Diversity In Business Starts With Diversity In University
Businesses are becoming increasingly aware of the repercussions that under-representation of ethnic minorities have in the workplace. To achieve an ideal business environment, businesses need to work towards providing opportunities for representation of these minority parties – this starts with higher education.
In the last five years, we have seen a cultural and attitudinal change to representation as a challenge facing businesses, especially in senior leadership positions and executive suites. Companies like LinkedIn, who have announced that it has significantly invested in artificial intelligence to make recruiting diverse candidates easier, more efficient and to mitigate unconscious bias, are beginning to understand the benefits like innovation, inclusion and creativity that diverse teams bring.
However, we still have a long way to go to achieve true diversity – with only 3 per cent of Fortune 500 companies releasing their diversity data in the last year.
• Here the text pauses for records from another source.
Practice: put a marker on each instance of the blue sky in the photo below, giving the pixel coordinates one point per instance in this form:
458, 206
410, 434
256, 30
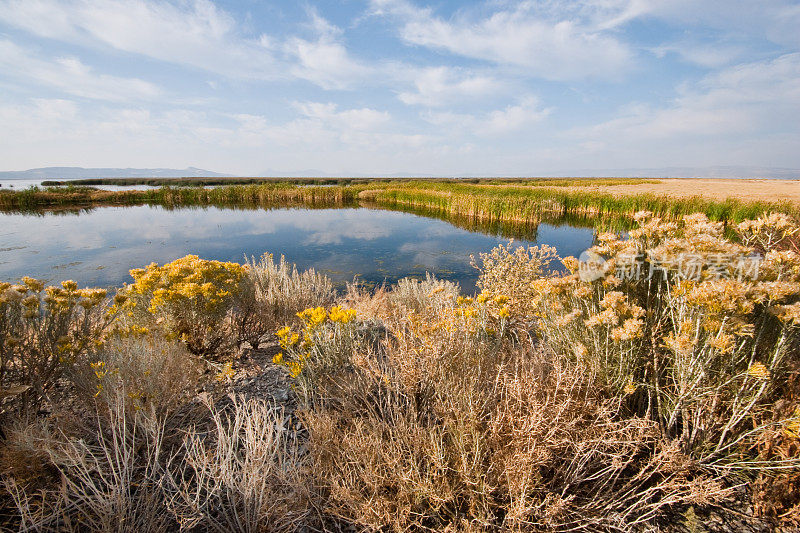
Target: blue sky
399, 86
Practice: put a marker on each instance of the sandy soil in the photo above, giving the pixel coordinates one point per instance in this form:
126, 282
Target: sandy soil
765, 190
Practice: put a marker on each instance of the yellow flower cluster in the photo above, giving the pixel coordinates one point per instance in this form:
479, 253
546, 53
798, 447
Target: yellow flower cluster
188, 279
314, 319
226, 373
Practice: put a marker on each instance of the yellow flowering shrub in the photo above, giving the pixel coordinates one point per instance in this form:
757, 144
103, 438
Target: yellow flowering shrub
189, 299
326, 340
43, 331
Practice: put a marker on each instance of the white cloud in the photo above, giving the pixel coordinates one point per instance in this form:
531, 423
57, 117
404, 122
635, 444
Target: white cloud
546, 45
737, 106
438, 86
194, 33
498, 122
71, 76
704, 55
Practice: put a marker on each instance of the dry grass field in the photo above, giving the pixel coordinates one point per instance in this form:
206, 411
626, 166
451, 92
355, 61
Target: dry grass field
748, 190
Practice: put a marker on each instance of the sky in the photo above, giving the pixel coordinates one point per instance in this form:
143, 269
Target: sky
252, 87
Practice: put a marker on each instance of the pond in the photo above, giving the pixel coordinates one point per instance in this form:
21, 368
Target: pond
99, 247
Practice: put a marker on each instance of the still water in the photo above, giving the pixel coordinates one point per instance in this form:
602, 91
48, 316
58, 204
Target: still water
99, 247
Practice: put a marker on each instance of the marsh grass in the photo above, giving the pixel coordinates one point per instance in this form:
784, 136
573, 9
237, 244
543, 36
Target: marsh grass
515, 202
545, 402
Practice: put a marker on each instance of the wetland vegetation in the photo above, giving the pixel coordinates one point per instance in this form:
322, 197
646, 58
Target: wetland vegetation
213, 395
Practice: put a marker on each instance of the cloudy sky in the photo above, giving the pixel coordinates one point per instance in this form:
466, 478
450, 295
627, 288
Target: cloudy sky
399, 86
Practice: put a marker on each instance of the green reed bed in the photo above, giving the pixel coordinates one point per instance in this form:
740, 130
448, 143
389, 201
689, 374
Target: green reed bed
487, 200
236, 195
512, 202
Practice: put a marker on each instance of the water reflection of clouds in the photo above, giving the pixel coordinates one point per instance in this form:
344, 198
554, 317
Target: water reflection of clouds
99, 247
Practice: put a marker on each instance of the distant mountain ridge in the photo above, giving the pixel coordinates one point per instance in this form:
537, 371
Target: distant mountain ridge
79, 172
719, 171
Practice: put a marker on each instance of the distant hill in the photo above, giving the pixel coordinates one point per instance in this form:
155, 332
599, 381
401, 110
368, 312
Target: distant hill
68, 173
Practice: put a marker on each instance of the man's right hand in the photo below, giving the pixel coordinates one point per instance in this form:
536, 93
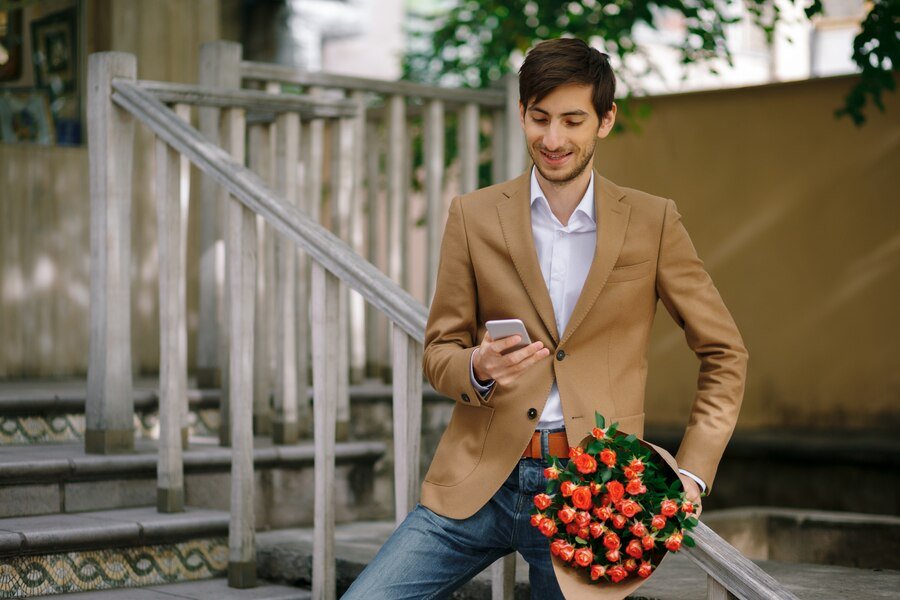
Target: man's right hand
489, 361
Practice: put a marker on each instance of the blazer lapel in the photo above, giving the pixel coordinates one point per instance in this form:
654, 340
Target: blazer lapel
515, 221
612, 222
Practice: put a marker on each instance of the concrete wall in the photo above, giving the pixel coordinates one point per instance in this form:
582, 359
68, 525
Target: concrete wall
797, 217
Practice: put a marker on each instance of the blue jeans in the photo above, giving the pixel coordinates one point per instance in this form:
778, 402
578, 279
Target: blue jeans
430, 556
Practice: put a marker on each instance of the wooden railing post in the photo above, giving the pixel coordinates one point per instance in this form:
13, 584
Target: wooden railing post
109, 411
172, 173
241, 250
325, 317
285, 428
407, 421
220, 64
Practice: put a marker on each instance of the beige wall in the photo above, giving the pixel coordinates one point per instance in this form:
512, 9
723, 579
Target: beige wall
797, 216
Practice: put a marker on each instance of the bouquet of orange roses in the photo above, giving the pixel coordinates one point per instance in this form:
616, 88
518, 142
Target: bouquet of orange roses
615, 509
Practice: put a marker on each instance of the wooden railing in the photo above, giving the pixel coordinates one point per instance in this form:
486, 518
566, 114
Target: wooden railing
116, 101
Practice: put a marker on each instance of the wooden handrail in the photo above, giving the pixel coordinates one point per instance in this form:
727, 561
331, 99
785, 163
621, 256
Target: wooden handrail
325, 248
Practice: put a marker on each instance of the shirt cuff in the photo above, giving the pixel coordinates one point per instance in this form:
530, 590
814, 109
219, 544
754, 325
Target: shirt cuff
695, 478
481, 389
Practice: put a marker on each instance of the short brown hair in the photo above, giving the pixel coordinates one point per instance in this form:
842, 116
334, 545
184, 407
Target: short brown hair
562, 61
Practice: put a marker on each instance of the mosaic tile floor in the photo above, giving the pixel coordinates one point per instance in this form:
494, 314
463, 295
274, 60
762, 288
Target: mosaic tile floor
26, 576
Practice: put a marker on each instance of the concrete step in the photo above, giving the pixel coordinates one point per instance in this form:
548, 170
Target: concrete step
286, 556
61, 478
194, 590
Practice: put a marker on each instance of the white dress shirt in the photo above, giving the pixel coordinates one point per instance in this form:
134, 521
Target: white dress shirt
565, 253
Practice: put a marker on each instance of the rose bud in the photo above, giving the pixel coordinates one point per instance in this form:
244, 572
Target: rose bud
635, 487
629, 508
582, 498
638, 529
566, 514
582, 519
645, 569
542, 501
548, 527
608, 457
616, 491
611, 541
673, 543
634, 549
617, 573
585, 464
584, 557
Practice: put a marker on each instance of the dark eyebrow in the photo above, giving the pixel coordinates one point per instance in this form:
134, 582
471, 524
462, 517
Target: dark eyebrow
571, 113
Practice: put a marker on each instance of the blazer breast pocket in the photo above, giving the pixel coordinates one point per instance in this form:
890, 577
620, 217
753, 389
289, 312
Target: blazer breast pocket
630, 272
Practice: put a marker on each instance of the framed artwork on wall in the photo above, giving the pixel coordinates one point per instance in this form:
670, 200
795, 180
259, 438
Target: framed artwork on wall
10, 44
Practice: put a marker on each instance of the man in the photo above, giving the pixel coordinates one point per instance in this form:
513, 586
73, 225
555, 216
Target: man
582, 262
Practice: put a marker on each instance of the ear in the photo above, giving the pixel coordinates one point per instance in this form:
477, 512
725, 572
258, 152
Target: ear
607, 122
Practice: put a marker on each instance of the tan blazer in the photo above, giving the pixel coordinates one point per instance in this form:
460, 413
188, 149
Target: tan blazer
489, 270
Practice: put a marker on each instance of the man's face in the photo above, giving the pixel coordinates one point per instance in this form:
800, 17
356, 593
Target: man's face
561, 131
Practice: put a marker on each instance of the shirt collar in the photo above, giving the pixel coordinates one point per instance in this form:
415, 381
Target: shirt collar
586, 206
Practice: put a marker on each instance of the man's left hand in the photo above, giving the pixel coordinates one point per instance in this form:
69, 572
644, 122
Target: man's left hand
691, 492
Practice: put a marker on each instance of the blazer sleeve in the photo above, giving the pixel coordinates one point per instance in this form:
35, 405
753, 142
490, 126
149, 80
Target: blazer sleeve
452, 328
688, 293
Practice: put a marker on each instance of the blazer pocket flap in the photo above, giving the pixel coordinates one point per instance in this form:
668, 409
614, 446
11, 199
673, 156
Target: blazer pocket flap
630, 272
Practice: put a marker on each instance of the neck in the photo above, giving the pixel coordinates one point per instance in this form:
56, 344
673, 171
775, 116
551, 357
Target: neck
564, 197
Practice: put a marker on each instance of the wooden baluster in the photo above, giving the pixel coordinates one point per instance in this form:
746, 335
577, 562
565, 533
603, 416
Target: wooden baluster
109, 410
434, 190
407, 365
325, 326
172, 185
241, 261
286, 428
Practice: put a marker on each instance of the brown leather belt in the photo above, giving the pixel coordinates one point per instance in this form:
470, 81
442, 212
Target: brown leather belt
557, 441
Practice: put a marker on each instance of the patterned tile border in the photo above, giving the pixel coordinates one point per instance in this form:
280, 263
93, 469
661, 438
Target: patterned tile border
25, 576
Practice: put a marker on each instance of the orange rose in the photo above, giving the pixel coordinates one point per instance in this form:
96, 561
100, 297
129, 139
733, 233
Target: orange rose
582, 498
611, 541
616, 491
629, 508
645, 569
585, 464
608, 457
634, 549
616, 573
584, 557
548, 527
542, 501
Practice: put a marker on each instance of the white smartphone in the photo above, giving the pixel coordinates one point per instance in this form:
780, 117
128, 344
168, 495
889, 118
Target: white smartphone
502, 328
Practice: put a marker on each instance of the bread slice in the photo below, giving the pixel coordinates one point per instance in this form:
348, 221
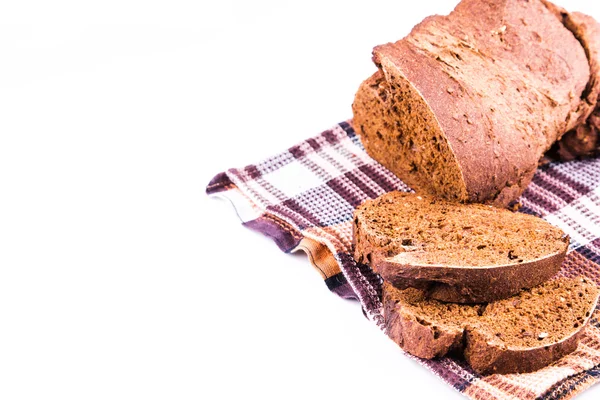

To achieve greater representation for our minorities who are significantly under-represented in the workforce, like our Maori community for instance, we need to take a step back and examine the amount of representation these communities have in higher education.
Without taking part in higher education, it’s difficult for the minorities to have a voice at the highest levels of leadership. Strong tertiary education provides students from ethnic minorities the opportunity to specialise in a field that earns them a voice, enabling them to effect positive change now and in the future. By boosting diversity at universities, we can improve diversity in business, in government and in thinking at all levels of society.
When Crimson Education was founded, I was a young, female with a South African background and quickly noticed that the successful businesspeople around me were typically European males who were twice my age. In the early days of the company, it was easy to be made to feel as though I “didn’t know my place” in a man’s world of business.
After experiencing the effects of marginalisation first hand, it was important to provide an opportunity for Maori students to help improve their access to education and career opportunities. It was also important to address inequalities in higher education by offering scholarships to encourage more Maori into pursuing law, medicine and other fields where they are largely under-represented.
This in turn would create greater diversity in a range of business fields.
With the current ‘one-size-fits-all’ approach to education, many promising students don’t believe that they can reach these heights or don’t know how to. Today’s students are often encouraged to fall within a bell curve and can quickly be made to believe that they’re learning too fast or too slow. A lack of resources or relatable role models who’ve trodden non-traditional pathways at their schools can discourage students from learning subjects outside those on offer. This is why representation is so important to sparking real change within marginalised communities, so that under-represented youth can see people like them on both local and global stages and be encouraged to do the same.
Offering support to Maori students, whether through scholarships or innovative programmes, creates a generation of mentors who can show the way for others. As a result of doing just this, we are seeing more ethnic scholarship recipients looking to pursue studies in medicine, becoming researchers or doctors to improve health outcomes in their community.
It is the duty of all people to support those who are under-represented in achieving the recognition that they deserve and fulfilling their potential so that we can reap the benefits that inclusion provides when they enter into the business world.